In November 2017 the Milwaukee Journal Sentinel reported that Enbridge “has a history in Wisconsin of rolling over reluctant landowners’ wishes by turning to the government to allow it to claim private land through eminent domain.”

In one case, Enbridge ran a pipe for highly inflammable diluent next to a family’s house, and then provided them with a “safety” kit to use if the diluent leaked out of the pipe. The kit included a glow stick for emergency lighting because flipping a light switch would ignite the chemicals, and instructions to run upwind because starting a car could also cause an explosion.

After turning down multiple payment offers for an easement across their farmland, another family told Enbridge to route its pipe around their land.
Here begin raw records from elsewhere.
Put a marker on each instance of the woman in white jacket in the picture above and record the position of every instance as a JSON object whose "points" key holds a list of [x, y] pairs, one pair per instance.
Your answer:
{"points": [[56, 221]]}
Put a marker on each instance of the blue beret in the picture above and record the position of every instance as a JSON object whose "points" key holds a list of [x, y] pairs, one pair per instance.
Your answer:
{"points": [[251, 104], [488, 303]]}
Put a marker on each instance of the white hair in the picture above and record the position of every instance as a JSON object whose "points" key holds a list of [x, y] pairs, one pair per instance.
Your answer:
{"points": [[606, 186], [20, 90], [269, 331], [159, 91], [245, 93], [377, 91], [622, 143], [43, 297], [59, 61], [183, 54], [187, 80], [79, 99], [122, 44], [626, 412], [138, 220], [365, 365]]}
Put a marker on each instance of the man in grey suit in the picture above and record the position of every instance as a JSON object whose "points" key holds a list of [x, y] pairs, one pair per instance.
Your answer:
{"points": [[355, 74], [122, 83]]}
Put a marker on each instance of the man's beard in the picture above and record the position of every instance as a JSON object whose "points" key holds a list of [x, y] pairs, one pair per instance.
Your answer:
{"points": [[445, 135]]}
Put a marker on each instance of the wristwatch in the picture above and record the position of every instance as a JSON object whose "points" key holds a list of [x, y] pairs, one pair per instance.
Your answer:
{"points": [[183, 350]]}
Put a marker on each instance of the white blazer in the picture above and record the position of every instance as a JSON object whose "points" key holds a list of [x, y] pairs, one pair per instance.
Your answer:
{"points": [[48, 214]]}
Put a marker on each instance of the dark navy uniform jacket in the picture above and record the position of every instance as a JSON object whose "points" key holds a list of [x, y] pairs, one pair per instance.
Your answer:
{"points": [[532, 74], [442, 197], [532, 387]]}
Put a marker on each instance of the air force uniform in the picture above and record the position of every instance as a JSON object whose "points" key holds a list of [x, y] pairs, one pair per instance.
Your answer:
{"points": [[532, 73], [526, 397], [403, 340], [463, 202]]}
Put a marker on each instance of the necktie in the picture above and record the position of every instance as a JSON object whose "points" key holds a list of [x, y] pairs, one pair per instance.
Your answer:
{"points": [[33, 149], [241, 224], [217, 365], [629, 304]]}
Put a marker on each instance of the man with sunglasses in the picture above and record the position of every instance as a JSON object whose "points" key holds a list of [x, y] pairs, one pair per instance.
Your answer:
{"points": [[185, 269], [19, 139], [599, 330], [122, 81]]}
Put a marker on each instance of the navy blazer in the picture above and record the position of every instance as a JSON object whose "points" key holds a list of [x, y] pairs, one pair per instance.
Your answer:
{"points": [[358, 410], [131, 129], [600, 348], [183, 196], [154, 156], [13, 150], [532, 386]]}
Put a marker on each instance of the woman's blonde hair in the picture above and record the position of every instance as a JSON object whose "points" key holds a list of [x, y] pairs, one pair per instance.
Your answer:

A corporate executive responded, “We are Enbridge. We don’t go around anything. We go through it.’”

The company’s political collaborators are bipartisan: Obama’s EPA wrote the unenforced consent decree in Michigan, while in Wisconsin the Republican state legislature added a policy rider to a budget bill to change the wording of the state law governing the Public Service Commission’s condemnation authority for eminent domain cases.

While the law already allowed for-profit oil pipeline companies to take land under the guise of providing a public service, the 2015 legal change substituted the term “business entity” for corporation. This change was demanded by Enbridge lobbyists because the company is a Limited Liability Partnership, a status often used by companies to lower their business taxes and protect against lawsuits.